Simplify Your Stored Procedure Logic with Expectations

written by Andrew Wilson on December 3, 2012 with 2 comments

John Hugg was talking with me today about a way to reduce the complexity of error checking in a stored procedure and how rarely it is used. VoltDB’s stored procedures let you set “expectations” on each SQL statement. Those expectations can eliminate several lines of code leading to shorter, readable and more reliable stored procedures.

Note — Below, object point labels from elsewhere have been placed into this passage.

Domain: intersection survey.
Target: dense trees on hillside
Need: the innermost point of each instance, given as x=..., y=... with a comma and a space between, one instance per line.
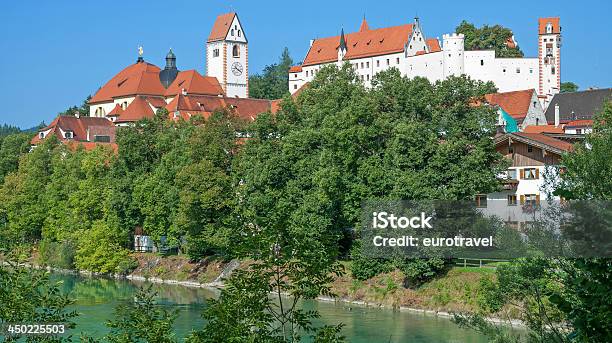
x=488, y=38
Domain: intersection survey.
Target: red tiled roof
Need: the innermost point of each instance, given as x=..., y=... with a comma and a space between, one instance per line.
x=248, y=108
x=433, y=45
x=542, y=129
x=157, y=102
x=78, y=126
x=193, y=83
x=360, y=44
x=295, y=69
x=516, y=103
x=546, y=141
x=137, y=79
x=138, y=109
x=116, y=111
x=221, y=26
x=580, y=123
x=88, y=146
x=542, y=22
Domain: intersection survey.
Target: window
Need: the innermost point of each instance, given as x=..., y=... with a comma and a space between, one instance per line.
x=531, y=200
x=481, y=200
x=512, y=200
x=103, y=139
x=511, y=174
x=530, y=174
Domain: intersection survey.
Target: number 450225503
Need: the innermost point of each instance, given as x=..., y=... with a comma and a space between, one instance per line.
x=22, y=329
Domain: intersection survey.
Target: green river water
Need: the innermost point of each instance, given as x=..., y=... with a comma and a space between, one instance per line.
x=97, y=297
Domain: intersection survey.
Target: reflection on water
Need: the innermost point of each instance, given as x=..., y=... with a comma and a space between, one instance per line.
x=97, y=297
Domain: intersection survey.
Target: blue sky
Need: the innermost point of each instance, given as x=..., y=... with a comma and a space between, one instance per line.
x=55, y=53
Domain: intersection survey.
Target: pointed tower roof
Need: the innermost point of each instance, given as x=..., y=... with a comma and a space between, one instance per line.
x=342, y=40
x=364, y=25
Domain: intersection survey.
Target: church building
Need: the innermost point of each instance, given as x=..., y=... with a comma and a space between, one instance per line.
x=407, y=48
x=142, y=88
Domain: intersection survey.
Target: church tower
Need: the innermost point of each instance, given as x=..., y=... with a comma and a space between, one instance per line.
x=549, y=58
x=227, y=55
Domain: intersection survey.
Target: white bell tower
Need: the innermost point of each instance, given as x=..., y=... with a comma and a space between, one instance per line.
x=227, y=55
x=549, y=59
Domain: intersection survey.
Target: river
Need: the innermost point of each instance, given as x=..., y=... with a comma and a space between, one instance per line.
x=97, y=297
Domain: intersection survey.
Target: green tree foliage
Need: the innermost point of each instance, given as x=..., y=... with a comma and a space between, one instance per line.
x=488, y=38
x=28, y=296
x=562, y=300
x=567, y=87
x=273, y=83
x=142, y=320
x=588, y=171
x=11, y=148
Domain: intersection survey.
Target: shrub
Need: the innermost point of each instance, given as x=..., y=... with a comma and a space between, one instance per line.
x=99, y=251
x=57, y=254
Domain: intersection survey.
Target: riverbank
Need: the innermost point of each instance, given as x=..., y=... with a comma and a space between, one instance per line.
x=456, y=291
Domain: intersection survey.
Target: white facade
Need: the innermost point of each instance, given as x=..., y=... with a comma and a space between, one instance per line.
x=508, y=74
x=227, y=60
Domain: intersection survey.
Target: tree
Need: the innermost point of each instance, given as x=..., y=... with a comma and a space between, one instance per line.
x=142, y=320
x=489, y=38
x=563, y=299
x=11, y=148
x=273, y=83
x=567, y=87
x=28, y=296
x=588, y=172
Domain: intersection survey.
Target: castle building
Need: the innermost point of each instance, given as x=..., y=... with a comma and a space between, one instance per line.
x=407, y=48
x=140, y=89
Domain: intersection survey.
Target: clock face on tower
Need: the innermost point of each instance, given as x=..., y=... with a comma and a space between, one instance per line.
x=237, y=68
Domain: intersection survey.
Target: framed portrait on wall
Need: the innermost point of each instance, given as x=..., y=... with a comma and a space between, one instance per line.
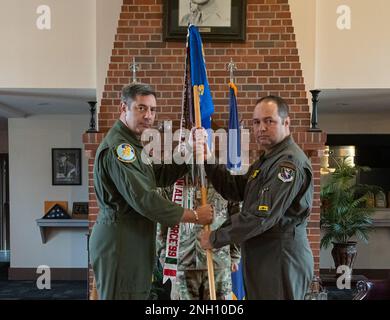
x=217, y=20
x=66, y=166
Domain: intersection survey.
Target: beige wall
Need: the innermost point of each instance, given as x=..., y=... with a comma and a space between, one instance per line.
x=355, y=58
x=31, y=185
x=63, y=57
x=3, y=136
x=303, y=13
x=107, y=15
x=355, y=123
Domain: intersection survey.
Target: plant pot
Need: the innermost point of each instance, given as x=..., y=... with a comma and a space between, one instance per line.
x=344, y=254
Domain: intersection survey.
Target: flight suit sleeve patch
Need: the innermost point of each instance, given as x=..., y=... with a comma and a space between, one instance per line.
x=255, y=173
x=263, y=208
x=125, y=153
x=286, y=172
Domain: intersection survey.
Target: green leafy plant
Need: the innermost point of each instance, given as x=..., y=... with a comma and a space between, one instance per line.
x=345, y=210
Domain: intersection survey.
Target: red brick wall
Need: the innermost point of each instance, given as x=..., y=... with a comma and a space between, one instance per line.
x=267, y=63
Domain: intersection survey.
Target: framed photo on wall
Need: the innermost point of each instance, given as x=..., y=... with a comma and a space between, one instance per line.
x=217, y=20
x=66, y=166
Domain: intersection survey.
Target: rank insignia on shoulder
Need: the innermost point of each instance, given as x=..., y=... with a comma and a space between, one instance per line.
x=125, y=153
x=255, y=173
x=286, y=174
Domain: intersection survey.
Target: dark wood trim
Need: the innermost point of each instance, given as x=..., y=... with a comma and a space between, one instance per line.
x=56, y=274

Consider the following sample:

Example.DDL

CREATE TABLE user_table (
user_name        varchar(200)        UNIQUE NOT NULL,
  password         varchar(100)        NOT NULL,
  CONSTRAINT user_name_idx PRIMARY KEY
  (user_name)
  );
PARTITION TABLE user_table ON COLUMN user_name;
CREATE INDEX user_password_idx on user_table (user_name, password);
CREATE PROCEDURE FROM CLASS com.voltdb.sample.procs.LoginProc1;
CREATE PROCEDURE FROM CLASS com.voltdb.sample.procs.LoginProc2;

LoginProc1.java

    @ProcInfo(partitionInfo = "user_table.user_name:0", singlePartition = true)
    public class LoginProc1 extends VoltProcedure {

        public final SQLStmt LOOKUP = new SQLStmt(
                "select * from user_table where user_name=? and password=?");

        public long run(String name, String password) {
            // return 0 if we cannot find the user
            long results = 0;
            voltQueueSQL(LOOKUP, name, password);
            VoltTable[] lookupResults = voltExecuteSQL(true);
            if (lookupResults[0].getRowCount() > 0) {
                results = 1;
            }

            return results;
        }
    }

LoginProc2.java

    @ProcInfo(partitionInfo = "user_table.user_name:0", singlePartition = true)
    public class LoginProc2 extends VoltProcedure {
    public final SQLStmt LOOKUP = new SQLStmt("select * from user_table where user_name=? and password=?");
             public long run(String name, String password) { 
             // Throws a VoltAbortException if the row cannot be found
                 voltQueueSQL(LOOKUP, EXPECT_ONE_ROW, name, password);
                 voltExecuteSQL(true); // always returns true or throws an exception
                 return 1;
        }
    }

LoginProc1 checks for a row count and returns either a 0 or a 1 if the username and password combination could not be found. LoginProc2 sets an expectation that the results of voltExecuteSQL() will return exactly one row, otherwise it will throw an exception and rollback the transaction.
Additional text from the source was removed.